Everyone has a Louise Slaughter story. Whether it’s running into her at Wegmans, passing her in the airport, or seeing her at a restaurant in Fairport and then ending up in a conversation about health care, the environment or the latest tax bill.
But Slaughter didn’t just talk about policy. She had a reputation for treating Rochesterians with dignity and respect, and for being both fierce and friendly – a reputation she also carried with her in Washington, D.C.
At Slaughter's funeral, former Sen. Hillary Clinton remembered her fondly.
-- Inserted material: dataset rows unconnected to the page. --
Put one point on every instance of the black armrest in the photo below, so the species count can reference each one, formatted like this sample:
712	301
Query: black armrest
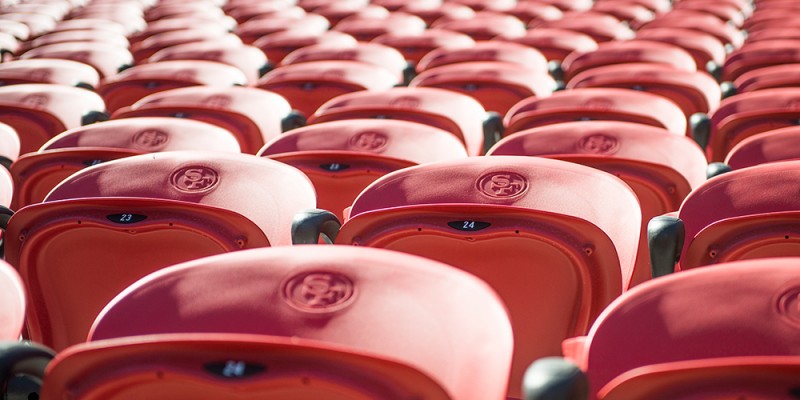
665	236
308	225
554	378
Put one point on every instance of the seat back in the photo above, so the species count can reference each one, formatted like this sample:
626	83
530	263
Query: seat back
111	224
547	235
649	328
343	157
442	322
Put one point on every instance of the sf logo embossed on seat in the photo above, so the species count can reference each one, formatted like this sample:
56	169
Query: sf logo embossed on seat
318	291
194	179
502	185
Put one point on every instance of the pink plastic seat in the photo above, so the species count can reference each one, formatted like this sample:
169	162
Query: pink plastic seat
660	167
131	85
306	86
37	112
36	174
609	104
343	157
454	112
372	347
771	146
109	225
240	110
55	71
633	51
547	235
496	85
646	344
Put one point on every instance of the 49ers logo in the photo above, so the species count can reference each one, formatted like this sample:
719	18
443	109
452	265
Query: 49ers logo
502	185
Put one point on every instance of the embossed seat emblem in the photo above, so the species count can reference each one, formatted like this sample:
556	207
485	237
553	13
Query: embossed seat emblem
598	144
150	139
369	141
502	185
194	179
318	291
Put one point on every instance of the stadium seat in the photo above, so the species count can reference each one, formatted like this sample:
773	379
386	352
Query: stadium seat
109	225
131	85
343	157
693	92
36	174
771	146
748	114
627	52
650	344
370	53
235	345
496	85
277	45
37	112
608	104
415	47
306	86
454	112
743	214
486	51
660	167
12	299
255	116
248	59
55	71
556	240
107	59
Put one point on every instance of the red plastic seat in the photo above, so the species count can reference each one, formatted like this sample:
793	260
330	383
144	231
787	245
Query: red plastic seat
430	13
36	174
496	85
703	47
109	225
522	55
131	85
627	52
107	59
143	49
693	92
12	299
776	76
248	59
415	47
744	214
771	146
309	85
40	111
373	346
648	344
644	157
698	21
608	104
366	29
343	157
556	240
370	53
54	71
555	44
240	110
454	112
257	28
600	27
484	25
277	45
760	54
747	114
“After I was elected, she took me under her wing, showed me the ropes on Capitol Hill -- something she did for many others, particularly women entering Congress. I had her enthusiastic support on my presidential campaigns. And it was always so much fun to run into Louise anywhere -- in the Capitol, on the campaign trail -- and hear her exclaim, as only she could, 'Honey, I've missed you like a front tooth!' "
Former President Bill Clinton also was in attendance.
Slaughter’s colleagues Democratic House Leader Nancy Pelosi and Congressman John Lewis spoke at the service, each recalling with affection their own stories about the late congresswoman.
Lewis and Slaughter were both elected to Congress the same year – 1986.
"She was strong, she was solid, and she didn’t take any stuff."
But perhaps the best stories about Slaughter came not from her government family, but from her real family. Her granddaughter, Lauren Secartore, said it wasn’t a sacrifice to share her grandmother with the community – it was an honor.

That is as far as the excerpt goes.